Mike Ballard lives and works in London. His art is inspired by the overlooked corners of the city — the unmaintained and uninhabited places, filled with detritus, the residue and accidental layers of signs, and symbols of paint and stickers. His paintings are laced with the formal translation of these processes using photography, photocopy, adhesion, saturation, abrasion and addition. In our latest Studio Visit, Mike showed us around as he prepared for his London show, Shadow Ban.

"I see it as a painting already. As soon as I see the small image like stuck to the street or street furniture, lampposts, in between shops, just anywhere. Whether it's sort of weathered leftovers and bits of glue and stickers. Straight away I see it as a formal composition of painting."

Mike's contemporary paintings, sculptures, and installations draw from archival materials and ephemera, reflecting not only a rich personal history but also the ethos and aesthetics of an unconventional, nonconformist art upbringing.

On the piece Subtle Damage (2024 Acrylic, toner, paper, spray paint on canvas 121x91cm), created for the Shadow Ban show, he shares, “the latest paintings I've made for this show are based on my own photographic archive from growing up in different subcultures and travelling. Pre-digital cameras, pre anyone having cameras on their phones, it was all 35mm... I'm looking back into my archive and my memories.”

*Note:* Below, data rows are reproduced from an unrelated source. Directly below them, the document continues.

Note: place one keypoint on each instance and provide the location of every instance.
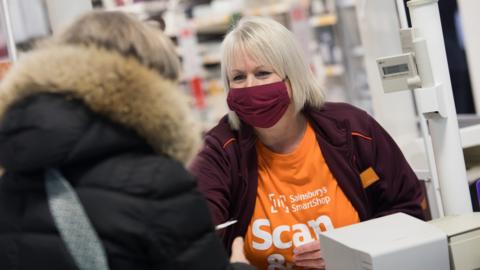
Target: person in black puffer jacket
(99, 101)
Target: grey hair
(124, 34)
(273, 45)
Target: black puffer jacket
(120, 135)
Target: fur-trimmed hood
(111, 85)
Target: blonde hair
(119, 32)
(274, 45)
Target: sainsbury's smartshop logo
(278, 203)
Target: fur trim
(117, 87)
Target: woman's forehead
(241, 59)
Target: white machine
(399, 242)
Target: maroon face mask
(261, 105)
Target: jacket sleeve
(397, 189)
(212, 170)
(180, 232)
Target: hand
(238, 254)
(309, 256)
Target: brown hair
(117, 31)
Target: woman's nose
(251, 81)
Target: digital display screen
(395, 69)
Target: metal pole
(12, 49)
(443, 130)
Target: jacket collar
(117, 87)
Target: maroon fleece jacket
(351, 142)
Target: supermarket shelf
(323, 20)
(270, 10)
(211, 59)
(142, 9)
(217, 24)
(334, 70)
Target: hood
(118, 88)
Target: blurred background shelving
(328, 30)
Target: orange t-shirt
(297, 198)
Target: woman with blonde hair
(99, 103)
(285, 164)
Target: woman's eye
(263, 73)
(238, 77)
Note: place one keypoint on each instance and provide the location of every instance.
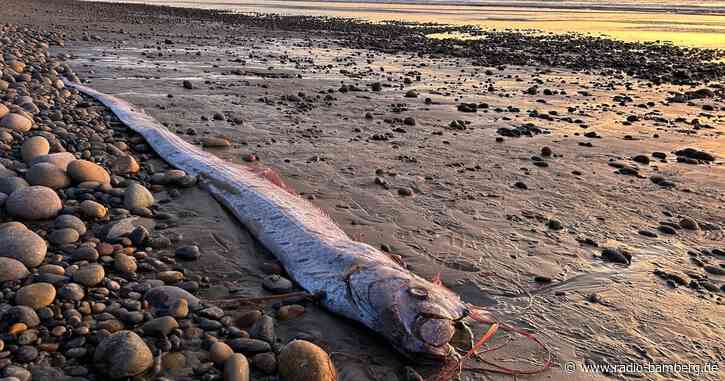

In Mike's ongoing sculpture series made from found hoardings, the medium is very much the message. Each piece tells a story, the marks made by life on the street. Every scratch, stain, scuff and imperfection is embraced: Mike makes minimal changes except for removing areas too irreparably damp or insect-infested.

"Because I'm always on the look-out... there's times when I think there's no point in painting because the paintings, they're already made. Like the stuff like this. All these marks, the gestures, it's all already here."

"Some days are different to others, especially where I find something really amazing it's like I don't need to make anything else. The gesture is there in finding it and taking it and representing it in a different context."